Por decisão unânime da 4ª Turma, o Tribunal reconheceu que crédito rural, por apresentar características de direito especial e de ordem pública, mesmo quando cedido pelo Banco do Brasil à União pelos planos de securitização, não pode ser cobrado pelo rito da execução fiscal.

Em função do plano federal de alongamento de débitos rurais, mais conhecido como securitização, o Banco do Brasil repassou os seus créditos rurais para a União, que por sua vez, além de inscrever os produtores no CADIN – Cadastro de Inadimplentes do Governo Federal, também está promovendo a cobrança judicial. A Procuradoria da Fazenda Nacional, responsável pelos processos, utiliza então a execução fiscal para tanto. Ocorre que o crédito rural, além de ter tratamento legal especial, não é dívida fiscal, logo, não pode ser exigido via execução fiscal.

Muitos produtores que ficaram inadimplentes com o Banco do Brasil estão sofrendo hoje cobranças judiciais promovidas pela Procuradoria da Fazenda Nacional. Contudo, tal cobrança tem sido abusiva, já que utiliza o meio processual impróprio, que é a execução fiscal. Para evitar então a penhora de seu patrimônio, o empresário rural deve apresentar sua defesa imediatamente, na própria execução.

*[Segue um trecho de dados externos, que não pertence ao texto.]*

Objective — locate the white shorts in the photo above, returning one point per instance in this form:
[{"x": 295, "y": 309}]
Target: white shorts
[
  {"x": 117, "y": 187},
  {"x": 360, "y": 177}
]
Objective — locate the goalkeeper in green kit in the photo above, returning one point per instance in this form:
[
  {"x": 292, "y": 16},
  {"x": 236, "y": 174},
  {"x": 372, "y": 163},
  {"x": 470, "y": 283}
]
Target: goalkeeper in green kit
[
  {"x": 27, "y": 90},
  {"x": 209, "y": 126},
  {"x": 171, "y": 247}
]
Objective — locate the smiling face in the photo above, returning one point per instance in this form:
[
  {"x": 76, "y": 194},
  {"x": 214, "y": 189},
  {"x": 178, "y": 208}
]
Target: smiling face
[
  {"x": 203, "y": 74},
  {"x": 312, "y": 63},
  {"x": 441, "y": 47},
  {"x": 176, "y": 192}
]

E o Poder Judiciário vem acatando os argumentos dos produtores, extinguindo as execuções. Foi o que ocorreu nesta recente decisão do Tribunal, relatada pelo Juiz Federal João Batista Lazzari. Segundo o julgamento, “se o crédito cedido ou adquirido não podia ser cobrado por meio de execução fiscal, ao novo credor (a União) não cabe utilizar rito especial”. O Tribunal também reconheceu o direito do produtor apresentar a sua defesa antes da penhora, via exceção.

A partir deste entendimento, sem a execução fiscal, a União terá que apresentar toda a documentação pertinente ao débito antes de efetuar a cobrança. Isso dará melhores condições para o produtor se defender, pois da forma como estava, a Procuradoria simplesmente inscrevia o débito em dívida ativa e ingressava com a execução, sem demonstrar a origem da dívida. Agora, impedida de usar a execução fiscal, a União terá de demonstrar o contrato e os cálculos, os quais, devido ao grande volume de documentos, muitas vezes não são repassados à Procuradoria pelo Banco do Brasil e conforme decisões fazem com que o débito reduza em mais de 70%, tornando-o muitas vezes credor e não devedor.